REPUBLIKA.CO.ID, JAKARTA -- Bermula dari keluarga, Saung Angklung Udjo terus berkembang pesat dalam melestarikan budaya tradisional. Berdiri sejak tahun 1964, Saung Angklung Udjo telah memiliki sekitar 300 anggota.
"Kalo untuk seluruh anggota, Saung Angklung Udjo telah tersebar di daerah," kata Manager Marketing Saung Angklung Udjo, Maulana dalam acara Tokoh Perubahan Republika, Jakarta, Rabu (24/4).
Maulana menceritakan Saung Angklung Udjo bermula dari kecintaan (almarhum) Udjo Ngalagena dan istrinya, (almarhum) Uum Sumiati yang ingin mengembangkan seni tradisionl. Seni tersebut berfokus pada tiga unsur, yakni, anak-anak, alam, dan seni dengan alunan angklung.
Waktu itu, Menurutnya, memang hanya untuk kalangan keluarga.

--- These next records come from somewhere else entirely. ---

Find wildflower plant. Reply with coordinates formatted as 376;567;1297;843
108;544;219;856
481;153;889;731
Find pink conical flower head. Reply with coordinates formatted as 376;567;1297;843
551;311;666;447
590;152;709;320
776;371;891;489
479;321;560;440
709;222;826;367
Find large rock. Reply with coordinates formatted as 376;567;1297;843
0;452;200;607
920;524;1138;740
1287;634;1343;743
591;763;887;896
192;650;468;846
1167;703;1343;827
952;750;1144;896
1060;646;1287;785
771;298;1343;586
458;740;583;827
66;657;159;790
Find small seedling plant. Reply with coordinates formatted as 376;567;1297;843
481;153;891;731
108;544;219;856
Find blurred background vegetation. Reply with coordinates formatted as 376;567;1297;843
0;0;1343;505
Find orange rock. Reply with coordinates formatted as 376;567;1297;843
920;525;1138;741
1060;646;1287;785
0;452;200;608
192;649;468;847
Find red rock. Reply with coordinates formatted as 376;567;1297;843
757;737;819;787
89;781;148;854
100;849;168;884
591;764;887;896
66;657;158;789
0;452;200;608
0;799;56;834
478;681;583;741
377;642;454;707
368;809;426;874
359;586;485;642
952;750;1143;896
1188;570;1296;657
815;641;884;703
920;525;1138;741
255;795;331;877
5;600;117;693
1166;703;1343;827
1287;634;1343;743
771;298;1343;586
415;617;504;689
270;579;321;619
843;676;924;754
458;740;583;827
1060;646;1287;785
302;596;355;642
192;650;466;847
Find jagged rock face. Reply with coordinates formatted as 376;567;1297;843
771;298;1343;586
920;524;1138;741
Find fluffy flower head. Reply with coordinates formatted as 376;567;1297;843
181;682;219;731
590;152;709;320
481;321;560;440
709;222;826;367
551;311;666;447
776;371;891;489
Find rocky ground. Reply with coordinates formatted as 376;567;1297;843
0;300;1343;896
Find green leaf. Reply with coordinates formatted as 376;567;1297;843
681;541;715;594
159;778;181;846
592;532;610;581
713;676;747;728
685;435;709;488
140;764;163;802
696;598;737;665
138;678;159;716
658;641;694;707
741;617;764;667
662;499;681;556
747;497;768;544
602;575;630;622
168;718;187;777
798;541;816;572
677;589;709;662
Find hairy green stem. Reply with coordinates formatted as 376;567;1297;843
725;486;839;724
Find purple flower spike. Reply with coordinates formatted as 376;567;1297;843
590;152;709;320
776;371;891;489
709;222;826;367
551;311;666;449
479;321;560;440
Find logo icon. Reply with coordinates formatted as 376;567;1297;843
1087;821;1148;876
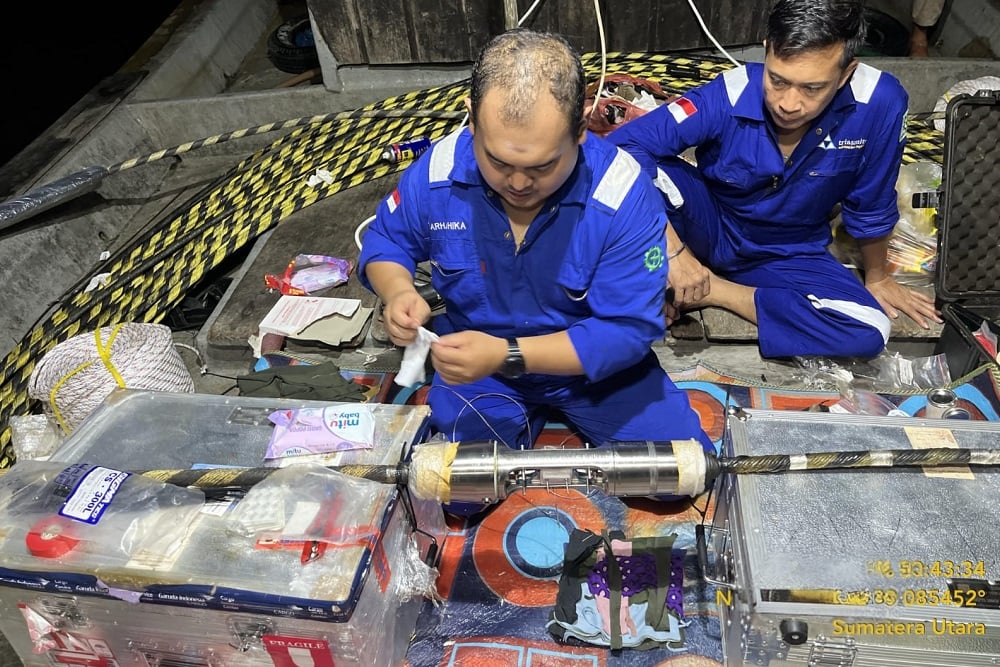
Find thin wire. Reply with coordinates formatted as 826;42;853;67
427;384;531;449
587;0;608;122
684;0;743;67
517;0;542;27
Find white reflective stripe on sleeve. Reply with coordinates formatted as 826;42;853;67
594;148;642;211
806;294;892;343
653;169;684;208
851;63;882;104
722;65;750;106
427;128;462;183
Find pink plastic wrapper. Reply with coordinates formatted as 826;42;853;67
264;255;354;296
264;403;375;459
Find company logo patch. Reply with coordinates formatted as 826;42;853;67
667;97;698;123
642;246;663;273
837;139;868;151
385;189;399;213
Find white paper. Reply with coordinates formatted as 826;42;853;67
259;294;361;337
395;327;439;387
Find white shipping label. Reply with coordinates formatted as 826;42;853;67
59;466;129;524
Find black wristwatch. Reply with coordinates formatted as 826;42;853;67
497;338;525;380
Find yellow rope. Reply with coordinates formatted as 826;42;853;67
49;361;94;433
94;324;125;389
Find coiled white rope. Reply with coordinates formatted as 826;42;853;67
28;322;194;433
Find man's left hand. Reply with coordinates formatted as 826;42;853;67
865;276;942;329
431;331;507;384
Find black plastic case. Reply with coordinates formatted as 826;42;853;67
935;90;1000;379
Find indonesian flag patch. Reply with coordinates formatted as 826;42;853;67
385;189;399;213
667;97;698;123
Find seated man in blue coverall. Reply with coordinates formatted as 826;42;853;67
608;0;941;358
358;30;714;513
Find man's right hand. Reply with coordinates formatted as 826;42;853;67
382;289;431;347
665;249;712;319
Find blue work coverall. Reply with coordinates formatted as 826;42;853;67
608;63;908;357
358;129;714;464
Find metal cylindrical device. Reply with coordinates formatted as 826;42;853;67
450;441;718;503
924;387;958;419
941;405;972;419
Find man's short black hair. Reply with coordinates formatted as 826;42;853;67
469;28;586;136
767;0;868;69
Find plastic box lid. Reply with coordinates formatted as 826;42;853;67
0;390;430;621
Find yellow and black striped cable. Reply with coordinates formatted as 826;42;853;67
0;53;942;468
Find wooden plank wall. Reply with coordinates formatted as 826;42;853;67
308;0;770;65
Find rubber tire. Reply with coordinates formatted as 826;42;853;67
267;14;319;74
858;7;910;57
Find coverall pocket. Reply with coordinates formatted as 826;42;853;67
809;150;864;178
430;243;486;318
556;275;590;317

Kemudian, lanjut Maulana, pasangan Mang Udjo dikaruniai 10 putra-putri yang mendukung untuk membuat grup angklung.
"Lama kelamaan, tetangga sekitar mengetahui bahwa Mang Udjo mengajarkan angklung ke anaknya, akhirnya banyak yang menyukai angklung, masyarakat sedesa terlibat dalam angklung itu," katanya.
Jika saat ini, Maulana menyatakan, masyarakat telah mengembangkan komunitas (community development), Saung Angklung Udjo telah melakukannya sejak dulu. Menurutnya, community development dibangun oleh Mang Udjo melalui serangkaian kegiatan.
"Jadi kita sudah punya kegiatan setiap hari dan biasanya megadakan empat kali pertunjukan," katanya.
Seiring perkembangannya, Saung Angklung Udjo telah dikenal luas hingga penjuru dunia. Bahkan, Maulana mengatakan, permintaan terhadap alat musik angklung telah mencapai ribuan.
"Kita juga memproduksi ribuan angklung karena banyak permintaan dari berbagai pihak," ungkapnya.
Dalam mendirikan sanggar angklung, Mang Udjo tetep melestarikan materi utama yang diberikan oleh sang guru, Daeng Soetigna. Namun, demi mengikuti perkembangan zaman, Saung Angklung Udjo juga melakukan modifikasi.
"Kita itu, keep the old one and make the new one, kenapa make the new one, karena kalo seni tradisional terpaku dalam tampilan tradisional orang susah untuk menyukai seni," katanya.
Maulana mengatakan, pihaknya memadukan konsep moderen seperti mengkolaborasikan Angklung dengan musik DJ (Disc Jockey) hingga IDM (Intelligent Dance Music). Hal itu, bertujuan untuk mengemas konsep musik yang eksotis agar dapat dinikmati semua kalangan.
"Karena ini sudah zamannya milenial kita harus bisa mengikuti zaman yang terus berkembang," katanya.
Maulana menambahkan, dalam beberapa hajatan, pihaknya tetap membawakan musik angklung yang sangat klasik. Karena, menurutnya, klasik bukan berarti ketinggalan zaman, namun lebih pada tradisi.
"Tapi memang ada beberapa event yang tetap klasik banget yah. Kita tidak melupakan patokan tradisional," ujarnya.